What should investors do in a NLTB market?

In a recent CNBC interview, Prof. J. Siegel of Wharton said the traditional “60-40 portfolio doesn’t cut it anymore”. These were exactly our thoughts five years ago, when we started thinking about a flexible fixed income opportunities strategy.

Over the past few months as credit spreads reached new tights, we have taken profits on assets with little upside left and asymmetric payoff – like beta credit – and focused on selective long and short situations across sovereigns, corporates and banks.

1. Focus longs on alpha opportunities

We have reduced beta to a minimum. Our bond portfolio is almost fully hedged, with 1-1.5y of credit duration and a monthly VaR of 1.7%, roughly half the risk we had a year ago. We are focusing on concentrated long (or short) positions in issuers with positive (or negative) catalyst. These are the main drivers of our year to date performance, above 3%.

2. Tail hedging and shorts

We believe broad credit spreads, and in particular US high yield double-Bs, represent one of the best macro shorts today for a downside growth scenario, at only 100bp in spread. In emerging markets, we think Turkey and Brazil are vulnerable to too-dovish central bank policies, which have compressed real interest rates to a very thin margin. In Turkey, government policies which support credit easing in the private sector may boost demand in the short-term, but create large balance sheet losses in the medium term.

3. Keep powder dry

Our portfolio construction is currently a barbell between assets with upside, like bonds trading below par with selective upside catalysts, and very liquid assets. This allows us to benefit from market volatility, compared to a fully invested portfolio at an average market yield.

 

Conclusions: Rebalancing the odds

“The most dangerous thing is to buy something at the peak of its popularity. At that point, all favourable facts and opinions are already factored into its price and no new buyers are left to emerge.”
– Howard Marks

We are positioned for an L-shaped recovery with near-2% growth in the U.S. and near-1% growth in the Eurozone, accompanied by persistently dovish central bank policy. That said, valuations are expensive. Interest rate sensitive assets are very popular. They are at the peak of their performance: investors have been betting on central bank liquidity to continue flowing, without inflation or a pick-up in growth.

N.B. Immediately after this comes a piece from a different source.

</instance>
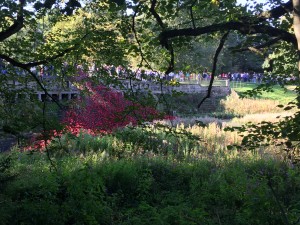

This is the QE infinity environment we anticipated.

Asset overvaluation does not mean that prices are likely to fall any time soon. But history suggests that starting from real yields this low, even a small move against investors can wipe out a year of returns. Historically, starting from the bottom quartile in real yields meant investors in triple-B bonds lost money against inflation 53% of the times over the following year, using data since 1919. Bonds and bond proxies can continue to outperform in the near term. But investors in these assets are increasingly walking a narrow path between a rebound in growth and a sharper slowdown. Take double-B bonds: if growth rebounds, duration will hurt, without room for spreads to tighten and compensate. In a slowdown instead, some double-B firms will likely drop in credit quality, with their above-par bonds widening in the hundreds of basis points.

Convexity is clearly against who buys the broader market. Central banks have skewed the odds against investors. Our job is to even them out and rebalance them in their favor.